Dinner in Las Vegas in 1974: from left, Bob Eggenweiler, Kathryn, Bob, Leon Ericksen, Tommy Thompson, and Joey Walsh
They’re talking to each other at the end and Elliott finally says, “You’re going home? Oh yeah, where the fuck do you live?” I didn’t write that. I’m sitting there and thinking, “What happened to his character?” George Segal stares at him and gets up and says, “Charlie, I got to go,” and walks out. Cut.
Elliott bolts over to me and says, “I’m sorry. I don’t know where that came from.” George says, “Bob, this is it! You must end this movie right here. I never understood it until now!”
GEORGE SEGAL: That was the point. My character won, but there was no special feeling. Now he gets it.
JOSEPH WALSH: And Bob said, “You’re right. That’s the wrap.”

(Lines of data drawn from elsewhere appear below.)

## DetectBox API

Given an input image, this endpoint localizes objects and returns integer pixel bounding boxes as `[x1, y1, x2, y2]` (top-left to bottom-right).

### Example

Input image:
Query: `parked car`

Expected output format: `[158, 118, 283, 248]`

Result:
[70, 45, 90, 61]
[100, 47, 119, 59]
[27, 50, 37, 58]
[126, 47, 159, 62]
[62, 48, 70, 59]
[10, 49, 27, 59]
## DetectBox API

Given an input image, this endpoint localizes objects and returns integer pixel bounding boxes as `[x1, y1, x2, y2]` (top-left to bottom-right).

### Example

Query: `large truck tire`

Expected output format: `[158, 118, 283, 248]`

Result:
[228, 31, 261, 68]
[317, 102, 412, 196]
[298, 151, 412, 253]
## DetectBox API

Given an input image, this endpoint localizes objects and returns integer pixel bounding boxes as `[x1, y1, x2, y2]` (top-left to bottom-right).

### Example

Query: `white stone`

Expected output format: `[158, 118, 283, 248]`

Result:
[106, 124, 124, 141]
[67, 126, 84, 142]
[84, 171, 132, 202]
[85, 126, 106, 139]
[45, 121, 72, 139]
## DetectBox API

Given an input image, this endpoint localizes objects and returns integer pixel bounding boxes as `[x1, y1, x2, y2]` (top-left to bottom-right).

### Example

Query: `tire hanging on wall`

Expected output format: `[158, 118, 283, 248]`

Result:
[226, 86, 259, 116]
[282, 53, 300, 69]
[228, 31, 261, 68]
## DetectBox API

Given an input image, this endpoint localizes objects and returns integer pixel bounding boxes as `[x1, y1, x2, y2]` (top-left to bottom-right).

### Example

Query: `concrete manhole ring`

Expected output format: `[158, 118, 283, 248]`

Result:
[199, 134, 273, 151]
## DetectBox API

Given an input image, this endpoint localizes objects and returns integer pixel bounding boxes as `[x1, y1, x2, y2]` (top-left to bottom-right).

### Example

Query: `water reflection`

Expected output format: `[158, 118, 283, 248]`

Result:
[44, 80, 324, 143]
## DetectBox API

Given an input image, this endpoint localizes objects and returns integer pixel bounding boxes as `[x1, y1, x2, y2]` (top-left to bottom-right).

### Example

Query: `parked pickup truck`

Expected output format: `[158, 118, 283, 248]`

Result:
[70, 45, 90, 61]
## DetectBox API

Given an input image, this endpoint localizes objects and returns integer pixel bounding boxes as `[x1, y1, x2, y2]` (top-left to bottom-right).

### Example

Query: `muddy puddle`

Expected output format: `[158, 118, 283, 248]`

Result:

Not many movies pull the movie out from under you. Audiences didn’t know how to feel about it when they walked out of the theater. Columbia said we cost them ten million dollars right there. Later on, Steven [Spielberg] said to me, “I could have made millions of dollars with the movie.” Steven would have built the climax different than Bob built it. He said, “I would have built it up to the greatest orgasm in town. The foreplay would have been so unbelievable that when the orgasm came the audience would have been on the edge of its seat.” It would have been a totally different movie. Elliott apologizes to me every year for that.
HENRY GIBSON: Joey is still telling that story, seventy years later, about how Bob changed his ending. But see, there’s only one answer to that. “That isn’t what was filmed, Joey. I love you and I know all the processes you went through—selling it, rewriting it, hanging on to it. People wanted to rip it away from you. But that’s not what Bob made, okay?”